Bury Our Bones in the Midnight Soil by V.E. Schwab – V.E. Schwab’s latest novel is a perfect example of how melding of traditional elements and new ideas can successfully be achieved. The title may be a mouthful, but every word of this exquisite story is something to relish. The story follows three vampiric women across centuries as they live and die and feed and as their fates entwine. Schwab in turns stays faithful to the classic elements – the thirst, the exile, the decadence and decay that permeate in equal measure – and then lays bare the themes that often simmer under the surface in vampire novels but traditionally were only subtext – the queerness, the feminine rage and desire – to create a modern classic of the genre. It’s a character-driven book, with each of the three women’s voices distinct even as their desires converge, but there is still plenty of action across the course of the stories and timelines. Schwab’s prose is excellent as always, poetic and atmospheric and incredibly fitting for the novel.

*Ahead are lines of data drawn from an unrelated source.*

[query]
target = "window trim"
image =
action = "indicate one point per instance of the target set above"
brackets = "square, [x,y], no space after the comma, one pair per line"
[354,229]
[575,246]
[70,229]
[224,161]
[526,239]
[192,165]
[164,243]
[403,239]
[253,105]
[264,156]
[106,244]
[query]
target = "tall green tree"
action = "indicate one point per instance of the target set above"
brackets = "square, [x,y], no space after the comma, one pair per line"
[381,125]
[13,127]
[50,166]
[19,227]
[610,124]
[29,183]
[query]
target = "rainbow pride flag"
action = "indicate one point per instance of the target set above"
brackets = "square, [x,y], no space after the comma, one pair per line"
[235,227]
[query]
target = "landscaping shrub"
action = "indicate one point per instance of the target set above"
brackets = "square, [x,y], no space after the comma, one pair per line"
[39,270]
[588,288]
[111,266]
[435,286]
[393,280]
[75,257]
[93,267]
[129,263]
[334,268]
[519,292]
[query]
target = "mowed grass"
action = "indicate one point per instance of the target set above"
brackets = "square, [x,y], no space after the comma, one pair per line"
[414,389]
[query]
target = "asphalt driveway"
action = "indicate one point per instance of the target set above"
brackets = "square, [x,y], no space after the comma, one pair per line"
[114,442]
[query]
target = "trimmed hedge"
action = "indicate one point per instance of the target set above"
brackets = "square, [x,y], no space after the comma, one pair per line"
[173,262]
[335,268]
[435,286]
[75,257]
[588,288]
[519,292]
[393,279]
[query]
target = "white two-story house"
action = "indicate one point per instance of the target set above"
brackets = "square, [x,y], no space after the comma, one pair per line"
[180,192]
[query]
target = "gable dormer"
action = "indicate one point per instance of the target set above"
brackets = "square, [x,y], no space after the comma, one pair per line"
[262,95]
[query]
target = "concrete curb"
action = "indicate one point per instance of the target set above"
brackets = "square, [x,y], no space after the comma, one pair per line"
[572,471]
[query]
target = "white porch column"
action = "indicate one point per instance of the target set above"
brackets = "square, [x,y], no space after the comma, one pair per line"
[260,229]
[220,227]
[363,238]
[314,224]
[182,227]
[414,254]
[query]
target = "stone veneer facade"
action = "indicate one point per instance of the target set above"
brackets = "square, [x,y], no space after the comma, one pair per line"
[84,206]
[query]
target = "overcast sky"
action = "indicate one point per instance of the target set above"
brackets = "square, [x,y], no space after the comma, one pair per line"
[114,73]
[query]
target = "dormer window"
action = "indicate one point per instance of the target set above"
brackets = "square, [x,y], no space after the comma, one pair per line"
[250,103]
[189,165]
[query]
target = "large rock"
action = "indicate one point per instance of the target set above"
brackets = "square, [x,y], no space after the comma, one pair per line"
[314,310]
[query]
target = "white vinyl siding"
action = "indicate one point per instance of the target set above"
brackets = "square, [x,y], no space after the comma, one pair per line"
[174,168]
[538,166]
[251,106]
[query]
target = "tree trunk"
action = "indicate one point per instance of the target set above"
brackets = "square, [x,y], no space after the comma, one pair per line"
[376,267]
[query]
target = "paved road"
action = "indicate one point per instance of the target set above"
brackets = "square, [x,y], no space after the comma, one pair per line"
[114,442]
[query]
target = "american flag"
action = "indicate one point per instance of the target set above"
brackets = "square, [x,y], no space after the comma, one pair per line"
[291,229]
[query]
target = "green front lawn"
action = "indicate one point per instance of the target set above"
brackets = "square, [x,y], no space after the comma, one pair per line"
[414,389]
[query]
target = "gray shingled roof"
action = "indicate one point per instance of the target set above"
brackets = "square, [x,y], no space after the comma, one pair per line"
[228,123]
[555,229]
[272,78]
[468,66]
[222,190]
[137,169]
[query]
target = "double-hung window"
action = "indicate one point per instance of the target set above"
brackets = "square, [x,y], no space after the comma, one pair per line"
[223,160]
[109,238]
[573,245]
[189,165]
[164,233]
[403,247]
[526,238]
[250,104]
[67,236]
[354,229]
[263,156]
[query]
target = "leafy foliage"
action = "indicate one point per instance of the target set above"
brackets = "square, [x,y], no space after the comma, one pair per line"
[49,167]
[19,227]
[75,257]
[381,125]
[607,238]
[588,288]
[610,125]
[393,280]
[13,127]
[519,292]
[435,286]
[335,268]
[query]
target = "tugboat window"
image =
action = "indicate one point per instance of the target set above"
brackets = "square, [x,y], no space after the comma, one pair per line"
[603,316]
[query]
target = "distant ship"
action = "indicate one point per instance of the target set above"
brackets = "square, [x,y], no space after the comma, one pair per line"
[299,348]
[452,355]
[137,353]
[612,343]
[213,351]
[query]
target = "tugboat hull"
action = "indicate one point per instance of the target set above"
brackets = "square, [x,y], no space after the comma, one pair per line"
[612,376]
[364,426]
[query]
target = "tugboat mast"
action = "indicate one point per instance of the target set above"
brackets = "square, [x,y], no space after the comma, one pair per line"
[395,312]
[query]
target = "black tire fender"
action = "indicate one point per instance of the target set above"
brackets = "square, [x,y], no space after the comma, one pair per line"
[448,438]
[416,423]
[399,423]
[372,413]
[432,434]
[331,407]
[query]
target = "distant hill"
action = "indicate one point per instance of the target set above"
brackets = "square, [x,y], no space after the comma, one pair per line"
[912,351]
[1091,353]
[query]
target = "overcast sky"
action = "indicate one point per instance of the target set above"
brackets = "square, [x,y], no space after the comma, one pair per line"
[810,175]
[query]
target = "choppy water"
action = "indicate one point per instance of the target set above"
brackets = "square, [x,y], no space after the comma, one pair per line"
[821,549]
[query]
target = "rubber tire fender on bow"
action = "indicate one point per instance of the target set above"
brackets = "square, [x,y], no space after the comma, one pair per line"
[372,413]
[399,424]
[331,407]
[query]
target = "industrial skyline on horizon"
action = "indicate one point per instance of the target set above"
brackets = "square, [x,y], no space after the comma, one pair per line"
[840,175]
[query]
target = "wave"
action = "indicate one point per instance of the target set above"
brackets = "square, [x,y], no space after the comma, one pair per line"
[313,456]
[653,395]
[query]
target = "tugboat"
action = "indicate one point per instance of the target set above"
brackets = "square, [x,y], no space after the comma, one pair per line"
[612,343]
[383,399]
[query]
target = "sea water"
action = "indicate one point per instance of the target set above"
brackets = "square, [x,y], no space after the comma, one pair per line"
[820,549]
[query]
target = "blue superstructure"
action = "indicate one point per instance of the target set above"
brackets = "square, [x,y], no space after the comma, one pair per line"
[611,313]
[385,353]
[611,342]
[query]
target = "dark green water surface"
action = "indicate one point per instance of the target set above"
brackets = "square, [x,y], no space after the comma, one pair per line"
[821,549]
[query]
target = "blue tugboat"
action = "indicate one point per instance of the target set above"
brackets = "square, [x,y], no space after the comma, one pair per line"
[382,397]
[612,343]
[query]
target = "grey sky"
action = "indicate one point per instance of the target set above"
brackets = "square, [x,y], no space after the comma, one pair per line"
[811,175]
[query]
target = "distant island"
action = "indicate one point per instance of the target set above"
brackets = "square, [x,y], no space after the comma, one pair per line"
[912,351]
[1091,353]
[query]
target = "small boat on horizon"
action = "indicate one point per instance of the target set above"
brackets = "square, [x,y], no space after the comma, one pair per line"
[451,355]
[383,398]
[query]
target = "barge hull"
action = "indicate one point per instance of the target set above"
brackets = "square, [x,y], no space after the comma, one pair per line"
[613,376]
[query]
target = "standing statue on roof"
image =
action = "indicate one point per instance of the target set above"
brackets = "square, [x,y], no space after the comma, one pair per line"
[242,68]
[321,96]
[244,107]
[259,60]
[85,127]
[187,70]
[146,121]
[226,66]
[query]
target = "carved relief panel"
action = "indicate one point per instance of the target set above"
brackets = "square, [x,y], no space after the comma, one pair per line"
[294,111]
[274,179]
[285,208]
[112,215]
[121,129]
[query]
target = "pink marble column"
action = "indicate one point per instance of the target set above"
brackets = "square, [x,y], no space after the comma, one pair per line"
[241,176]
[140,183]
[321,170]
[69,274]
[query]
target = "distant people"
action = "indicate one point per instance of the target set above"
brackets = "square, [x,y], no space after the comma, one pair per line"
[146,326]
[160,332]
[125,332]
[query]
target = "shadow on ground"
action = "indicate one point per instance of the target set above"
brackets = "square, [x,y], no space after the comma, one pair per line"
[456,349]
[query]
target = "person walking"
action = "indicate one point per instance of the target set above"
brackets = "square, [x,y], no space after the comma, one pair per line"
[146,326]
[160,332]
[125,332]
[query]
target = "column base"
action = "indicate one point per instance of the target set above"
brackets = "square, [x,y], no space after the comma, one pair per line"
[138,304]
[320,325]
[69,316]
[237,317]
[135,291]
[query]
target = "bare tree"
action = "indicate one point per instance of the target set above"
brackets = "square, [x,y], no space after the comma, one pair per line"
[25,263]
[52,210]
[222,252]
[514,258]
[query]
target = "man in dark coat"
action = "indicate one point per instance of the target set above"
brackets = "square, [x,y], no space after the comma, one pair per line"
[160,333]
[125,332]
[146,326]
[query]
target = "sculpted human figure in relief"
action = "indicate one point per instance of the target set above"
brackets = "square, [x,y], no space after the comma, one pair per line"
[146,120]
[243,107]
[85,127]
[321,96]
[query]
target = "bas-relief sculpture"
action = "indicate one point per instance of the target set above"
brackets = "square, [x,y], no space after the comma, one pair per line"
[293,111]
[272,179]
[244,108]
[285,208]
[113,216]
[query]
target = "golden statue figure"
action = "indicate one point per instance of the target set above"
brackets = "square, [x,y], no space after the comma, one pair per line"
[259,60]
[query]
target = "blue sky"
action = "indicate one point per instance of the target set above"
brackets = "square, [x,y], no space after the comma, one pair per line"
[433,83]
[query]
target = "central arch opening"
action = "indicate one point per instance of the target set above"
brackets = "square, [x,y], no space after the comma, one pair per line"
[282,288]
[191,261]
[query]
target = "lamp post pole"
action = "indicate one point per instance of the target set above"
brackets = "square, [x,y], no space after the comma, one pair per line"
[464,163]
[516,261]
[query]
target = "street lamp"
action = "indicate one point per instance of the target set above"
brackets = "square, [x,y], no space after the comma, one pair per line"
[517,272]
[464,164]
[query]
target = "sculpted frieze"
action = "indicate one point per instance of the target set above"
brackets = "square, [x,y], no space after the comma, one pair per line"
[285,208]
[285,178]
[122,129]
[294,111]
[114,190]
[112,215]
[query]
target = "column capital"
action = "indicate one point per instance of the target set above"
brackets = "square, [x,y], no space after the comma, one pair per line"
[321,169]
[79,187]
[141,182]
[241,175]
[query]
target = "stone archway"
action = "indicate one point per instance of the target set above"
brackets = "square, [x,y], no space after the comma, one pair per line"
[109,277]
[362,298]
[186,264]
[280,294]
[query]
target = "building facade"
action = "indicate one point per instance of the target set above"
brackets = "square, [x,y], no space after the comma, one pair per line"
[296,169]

The first half of 2025 was a particularly strong one for horror, so you’ll notice that the first four books on my best-of list already appeared on my previous post about best 2025 horror:
However, there is one book from the second half of 2026 that was an easy addition:
King Sorrow by Joe Hill – I listen to a lot of horror podcasts and so inevitably when a book as anticipated as King Sorrow Comes out there’s a period when I listen to 5-7 different interviews with an author within the span of a few weeks. And so I heard several instances of Joe Hill comparing elements of this novel to a) It, b) The Secret History, and c) Friends.
An eclectic mix of references, but an accurate one. The friend group protagonists of King Sorrow (plus a number of excellent side characters) are the heart of this novel that is sure to join the canon of epic bildungsroman stories across genres.
And this novel itself crosses genres, with aspects of horror, fantasy, thriller, and more. I love low fantasy (fantastical elements in an otherwise real world) and this is a stunning example. It’s a hefty tome, to be sure, but I was quickly sucked in, and every time the action appeared like it might briefly slow, instead it took a new turn and hurtled forward in an exciting, unexpected way.
It was also a real love letter to fantasy and horror literature, with quite a few great references (including one notable turn of phrase that opens another genre-crossing epic fantasy… if you know, you’ll know). And I loved that it also explores big questions about morality and chain reactions, bringing a philosophical bent to an action-packed plot.
And back to the characters, because they’re what’s going to give this book lasting power. They’re complex, contradictory, and fascinating. There were characters I loved immediately, but there were also characters for whom my feelings changed over the course of the novel in ways I would have never anticipated. And then there’s the titular King Sorrow. What a character, what a villain.